Of course, I may adopt it as a 'working hypothesis' that the Magna Moralia is a counterfeit. I may act as if the work is spurious – say, by excluding it from my translation of the collected works of Aristotle. But in so acting I am not manifesting any belief that the work is spurious. I am not putting money on the horse. (Moreover, I may perhaps also hold that it is likely or probable that the work will turn out to be spurious. Then I shall indeed hold a belief on the matter – but not a belief which is, in any straightforward way, a party to the disagreement.

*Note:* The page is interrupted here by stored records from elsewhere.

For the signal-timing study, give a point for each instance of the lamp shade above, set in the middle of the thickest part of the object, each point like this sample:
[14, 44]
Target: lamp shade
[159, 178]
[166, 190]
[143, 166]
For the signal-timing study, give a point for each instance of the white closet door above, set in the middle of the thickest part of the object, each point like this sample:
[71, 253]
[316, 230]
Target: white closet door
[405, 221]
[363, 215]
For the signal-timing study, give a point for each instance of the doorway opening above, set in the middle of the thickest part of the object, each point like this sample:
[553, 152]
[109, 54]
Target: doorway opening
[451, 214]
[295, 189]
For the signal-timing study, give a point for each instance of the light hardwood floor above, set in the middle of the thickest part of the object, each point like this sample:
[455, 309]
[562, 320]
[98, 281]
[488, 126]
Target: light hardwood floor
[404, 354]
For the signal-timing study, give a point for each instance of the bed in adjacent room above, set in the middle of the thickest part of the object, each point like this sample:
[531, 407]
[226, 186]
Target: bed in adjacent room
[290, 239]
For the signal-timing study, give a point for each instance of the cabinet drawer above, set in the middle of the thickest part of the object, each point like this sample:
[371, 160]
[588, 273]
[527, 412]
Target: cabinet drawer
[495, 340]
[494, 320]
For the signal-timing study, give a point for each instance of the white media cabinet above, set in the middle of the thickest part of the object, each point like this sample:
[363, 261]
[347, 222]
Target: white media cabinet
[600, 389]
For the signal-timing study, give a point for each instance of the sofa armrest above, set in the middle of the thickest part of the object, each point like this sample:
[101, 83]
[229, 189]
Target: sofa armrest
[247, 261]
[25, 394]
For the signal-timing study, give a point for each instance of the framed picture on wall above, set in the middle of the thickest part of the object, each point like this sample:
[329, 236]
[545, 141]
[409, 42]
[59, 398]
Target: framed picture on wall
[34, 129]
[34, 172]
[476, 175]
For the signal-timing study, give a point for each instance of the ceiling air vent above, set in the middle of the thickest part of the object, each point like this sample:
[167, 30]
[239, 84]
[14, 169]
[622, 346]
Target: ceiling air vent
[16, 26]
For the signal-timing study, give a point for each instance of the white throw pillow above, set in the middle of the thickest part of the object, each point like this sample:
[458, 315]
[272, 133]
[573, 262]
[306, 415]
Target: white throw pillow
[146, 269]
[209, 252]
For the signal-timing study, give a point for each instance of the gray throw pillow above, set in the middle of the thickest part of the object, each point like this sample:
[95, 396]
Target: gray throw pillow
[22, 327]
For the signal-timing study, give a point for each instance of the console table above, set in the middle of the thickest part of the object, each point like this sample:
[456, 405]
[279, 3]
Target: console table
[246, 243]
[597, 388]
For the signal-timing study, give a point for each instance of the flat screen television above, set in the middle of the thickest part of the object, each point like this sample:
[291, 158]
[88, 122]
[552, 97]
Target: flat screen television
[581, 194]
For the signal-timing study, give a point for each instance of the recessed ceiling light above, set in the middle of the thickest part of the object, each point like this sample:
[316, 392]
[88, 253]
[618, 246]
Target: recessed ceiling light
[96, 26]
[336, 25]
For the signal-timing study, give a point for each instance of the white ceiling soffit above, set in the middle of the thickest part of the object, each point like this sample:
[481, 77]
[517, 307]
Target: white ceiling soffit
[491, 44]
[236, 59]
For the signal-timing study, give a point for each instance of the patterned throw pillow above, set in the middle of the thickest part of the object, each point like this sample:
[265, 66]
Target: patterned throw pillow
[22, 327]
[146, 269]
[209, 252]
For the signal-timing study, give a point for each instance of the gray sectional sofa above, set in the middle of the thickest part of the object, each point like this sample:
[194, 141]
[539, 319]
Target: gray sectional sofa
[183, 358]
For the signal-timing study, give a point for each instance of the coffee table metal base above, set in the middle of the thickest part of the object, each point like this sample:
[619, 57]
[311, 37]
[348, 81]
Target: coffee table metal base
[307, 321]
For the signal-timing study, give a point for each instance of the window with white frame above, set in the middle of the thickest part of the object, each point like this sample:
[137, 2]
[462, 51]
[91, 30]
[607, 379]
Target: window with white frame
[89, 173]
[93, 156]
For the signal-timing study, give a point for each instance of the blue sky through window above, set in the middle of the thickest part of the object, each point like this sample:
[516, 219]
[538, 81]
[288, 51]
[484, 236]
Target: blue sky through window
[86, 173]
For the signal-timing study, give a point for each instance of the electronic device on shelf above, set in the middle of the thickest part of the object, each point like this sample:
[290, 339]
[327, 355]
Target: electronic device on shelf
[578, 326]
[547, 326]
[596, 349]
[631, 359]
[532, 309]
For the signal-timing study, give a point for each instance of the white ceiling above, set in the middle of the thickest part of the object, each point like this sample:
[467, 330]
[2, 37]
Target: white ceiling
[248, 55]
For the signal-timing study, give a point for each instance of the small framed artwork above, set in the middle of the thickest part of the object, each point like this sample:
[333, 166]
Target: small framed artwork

For the disagreement is not over probabilities but over authenticity.) Thus while recognizing the existence of an unresolved dispute over authenticity, I may yet act as if the work is spurious (and perhaps even take it to be probably spurious); but I cannot rationally believe that it is spurious.

If the putative counter-example to the Principle of Disagreement is incoherent, then any putative counter-example is incoherent. And thus the Principle is true. Then since the Principle on which the mode of disagreement rests is true, the mode does indeed induce suspension of judgment. If I recognize undecided dispute over ?Q, then I must – I rationally must – suspend judgment over the matter.

Jonathan Barnes, The Toils of Scepticism.